Line 057 $\sigma$ should be $t$ instead? otherwise there's no reference to $t$ in the abbreviation/RHS of the equation.
Whilst big O notation is standard, I think its a bit cleaner and more common to write these results with $\leq$
As mentioned in the weakness its clear the smoothed score induces a controllable loss, but I think to complete the story the authors need to discuss / motivate why would we learn anything akin to the specific choice of smoothed score used in this work ? I understand this is mentioned in the limitations but maybe something earlier in the introduction would be helpful.

AC 元评审

2024-12-18

This paper investigates the interpolation effect due to smoothing the score function in diffusion models. The authors consider a rather basic model where the training data is restricted to a 1d subspace, they perform a theoretical analysis (in which the empirical score function has a closed form) and then validate such analysis with numerical results.

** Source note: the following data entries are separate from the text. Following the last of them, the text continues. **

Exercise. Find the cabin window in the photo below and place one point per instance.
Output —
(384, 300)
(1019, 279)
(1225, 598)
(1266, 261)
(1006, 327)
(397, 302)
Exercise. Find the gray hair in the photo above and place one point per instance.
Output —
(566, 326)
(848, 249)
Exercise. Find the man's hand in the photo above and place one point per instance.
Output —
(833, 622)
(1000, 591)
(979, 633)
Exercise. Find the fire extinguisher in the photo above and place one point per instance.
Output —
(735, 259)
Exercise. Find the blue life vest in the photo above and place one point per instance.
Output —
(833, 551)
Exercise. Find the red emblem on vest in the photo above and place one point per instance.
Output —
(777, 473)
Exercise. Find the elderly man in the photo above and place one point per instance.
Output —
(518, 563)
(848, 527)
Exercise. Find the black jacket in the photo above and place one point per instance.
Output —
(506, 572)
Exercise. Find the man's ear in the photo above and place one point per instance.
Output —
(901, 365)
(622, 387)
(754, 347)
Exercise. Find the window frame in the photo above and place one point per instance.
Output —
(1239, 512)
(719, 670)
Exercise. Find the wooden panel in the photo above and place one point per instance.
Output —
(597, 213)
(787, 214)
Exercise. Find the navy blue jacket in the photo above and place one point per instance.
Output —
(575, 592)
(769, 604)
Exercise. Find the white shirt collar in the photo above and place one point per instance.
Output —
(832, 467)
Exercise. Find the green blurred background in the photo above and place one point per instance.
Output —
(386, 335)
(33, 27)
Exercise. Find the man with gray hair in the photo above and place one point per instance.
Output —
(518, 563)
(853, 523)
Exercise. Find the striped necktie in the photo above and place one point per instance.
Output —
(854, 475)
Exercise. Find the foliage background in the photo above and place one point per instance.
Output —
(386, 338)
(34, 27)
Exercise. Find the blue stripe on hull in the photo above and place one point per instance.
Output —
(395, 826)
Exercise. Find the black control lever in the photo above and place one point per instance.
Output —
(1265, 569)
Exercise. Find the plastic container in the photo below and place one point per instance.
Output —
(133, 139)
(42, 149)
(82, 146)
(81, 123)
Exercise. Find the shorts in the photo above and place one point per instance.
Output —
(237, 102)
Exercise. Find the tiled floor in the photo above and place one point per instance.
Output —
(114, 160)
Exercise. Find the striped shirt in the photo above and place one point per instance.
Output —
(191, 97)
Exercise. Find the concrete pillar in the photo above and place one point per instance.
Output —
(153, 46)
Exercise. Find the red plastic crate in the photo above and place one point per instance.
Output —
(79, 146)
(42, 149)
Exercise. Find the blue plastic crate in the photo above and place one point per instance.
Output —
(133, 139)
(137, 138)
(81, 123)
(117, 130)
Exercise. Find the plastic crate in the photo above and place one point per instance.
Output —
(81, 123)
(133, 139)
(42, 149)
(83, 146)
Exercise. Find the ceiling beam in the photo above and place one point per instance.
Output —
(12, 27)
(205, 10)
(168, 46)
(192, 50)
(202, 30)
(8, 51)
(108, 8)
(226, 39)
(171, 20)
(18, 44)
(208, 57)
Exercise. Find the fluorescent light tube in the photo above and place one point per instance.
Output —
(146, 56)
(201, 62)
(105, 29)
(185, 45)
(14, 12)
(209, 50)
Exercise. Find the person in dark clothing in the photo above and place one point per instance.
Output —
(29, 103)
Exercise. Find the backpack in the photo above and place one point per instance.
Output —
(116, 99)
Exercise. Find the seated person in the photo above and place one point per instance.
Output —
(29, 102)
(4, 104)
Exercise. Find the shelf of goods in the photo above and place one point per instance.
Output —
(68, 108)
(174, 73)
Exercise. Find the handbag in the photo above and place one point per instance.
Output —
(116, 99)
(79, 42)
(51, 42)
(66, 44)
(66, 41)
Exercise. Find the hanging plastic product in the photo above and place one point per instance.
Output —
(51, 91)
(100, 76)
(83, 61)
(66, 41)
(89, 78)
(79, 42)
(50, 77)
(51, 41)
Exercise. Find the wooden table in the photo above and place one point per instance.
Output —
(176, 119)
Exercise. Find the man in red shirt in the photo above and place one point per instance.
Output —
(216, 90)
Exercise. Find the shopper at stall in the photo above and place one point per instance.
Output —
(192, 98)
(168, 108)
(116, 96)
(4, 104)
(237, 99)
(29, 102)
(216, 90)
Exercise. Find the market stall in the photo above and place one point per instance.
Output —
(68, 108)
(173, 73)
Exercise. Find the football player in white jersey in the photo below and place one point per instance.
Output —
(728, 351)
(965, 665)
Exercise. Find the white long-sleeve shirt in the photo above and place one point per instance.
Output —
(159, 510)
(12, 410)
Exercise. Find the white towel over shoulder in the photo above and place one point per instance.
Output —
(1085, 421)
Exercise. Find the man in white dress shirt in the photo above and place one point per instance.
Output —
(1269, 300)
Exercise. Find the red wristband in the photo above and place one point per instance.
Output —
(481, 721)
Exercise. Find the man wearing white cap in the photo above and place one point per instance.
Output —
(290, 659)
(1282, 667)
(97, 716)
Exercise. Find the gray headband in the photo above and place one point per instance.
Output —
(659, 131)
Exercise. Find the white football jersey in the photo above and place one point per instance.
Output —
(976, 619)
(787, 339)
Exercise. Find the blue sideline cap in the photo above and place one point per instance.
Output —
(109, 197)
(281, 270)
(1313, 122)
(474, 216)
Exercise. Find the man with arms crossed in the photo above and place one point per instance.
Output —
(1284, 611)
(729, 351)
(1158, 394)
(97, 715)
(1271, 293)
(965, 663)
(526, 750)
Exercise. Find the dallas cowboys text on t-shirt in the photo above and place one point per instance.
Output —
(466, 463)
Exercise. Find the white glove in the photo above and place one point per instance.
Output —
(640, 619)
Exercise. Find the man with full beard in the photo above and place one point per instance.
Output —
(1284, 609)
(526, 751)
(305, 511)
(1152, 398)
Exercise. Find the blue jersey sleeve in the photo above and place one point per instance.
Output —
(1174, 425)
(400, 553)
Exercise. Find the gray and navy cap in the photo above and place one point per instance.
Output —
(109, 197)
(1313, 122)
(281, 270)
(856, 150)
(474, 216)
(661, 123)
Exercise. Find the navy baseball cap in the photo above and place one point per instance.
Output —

The reviewers agree that the topic is interesting, the paper is clear and well written, and the results bring some interesting insights. However, such insights are hindered by the strong assumptions required by the theory (unidimensional data). The gap between the theory and the setting that we authors wish to analyze is quite significant and this constitutes the main weakness of the manuscript, as raised by reviewer mS12. I also think this is major weakness and therefore recommend a rejection at this stage.

I do think that the approach of the paper has potential and I would encourage the authors to pursue this line of work, providing a more general analysis and resubmitting an improved version to a future venue.

审稿人讨论附加意见

The response of the authors did mitigate some of the concerns raised by the reviewers, but not really the main issue pointed out by reviewer mS12 about the strong assumptions needed by the theoretical analysis.

最终决定Reject

2025-01-22

Reject

撤稿通知

2025-09-20

I have read and agree with the venue's withdrawal policy on behalf of myself and my co-authors.